Nusaned is a local NGO, partner of CARE in a project to rehabilitate homes and businesses devastated by the double Beirut blast.

“They are pros. They brought in an excellent contractor straight away; he renovated everything: the glass windows, the door frames, the doors, the painting of the walls, the tiles in the kitchen and the bathroom. Everything! He didn’t miss any detail. In just over a month, we were able to move back into the house and we are the only ones in the building who were able to do so,”she adds.Residents, who do not have access to their bank accounts due to the financial crisis in Lebanon, are still waiting for NGOs to have the restoration work done.

For a year, Lebanon has been facing the worst economic crisis in its modern history. The national currency fell against the US dollar from 1,500 liras to the dollar, in a matter of months, to 8,000.

If they don’t benefit from the support of NGOs, many of the 300 000 displaced will not return to their homes; they sadly cannot afford to rebuild their homes or buy back furniture.

Two months after the explosion, the affected neighborhoods, which were full of people before August 4, 2020, have become ghost zones.

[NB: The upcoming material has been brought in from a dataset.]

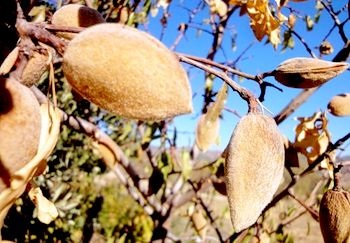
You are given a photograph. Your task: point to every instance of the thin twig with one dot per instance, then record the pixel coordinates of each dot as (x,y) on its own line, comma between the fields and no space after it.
(244,93)
(208,213)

“Even though the neighborhood is still empty and is indeed a disaster area, the most important thing for me is to be back home. It was painful to stay at the hotel. And then when I’m outside Beirut, I’m like a fish out of water. This is where I grew up and this is where I belong,”notes Julie, the mother, who admits that she is still very tired psychologically due to what she went through.

In one of the rooms of the house, plastic bags are piled up. “This is our stuff. Volunteers helped us clean up and they put everything in here. There is still broken glass and dust in them. I hope I will have the courage and the strength to sort them out soon,” she says.

But no matter what she does, the sixty-one-year-old knows her life has turned upside down and that nothing will ever be the same again.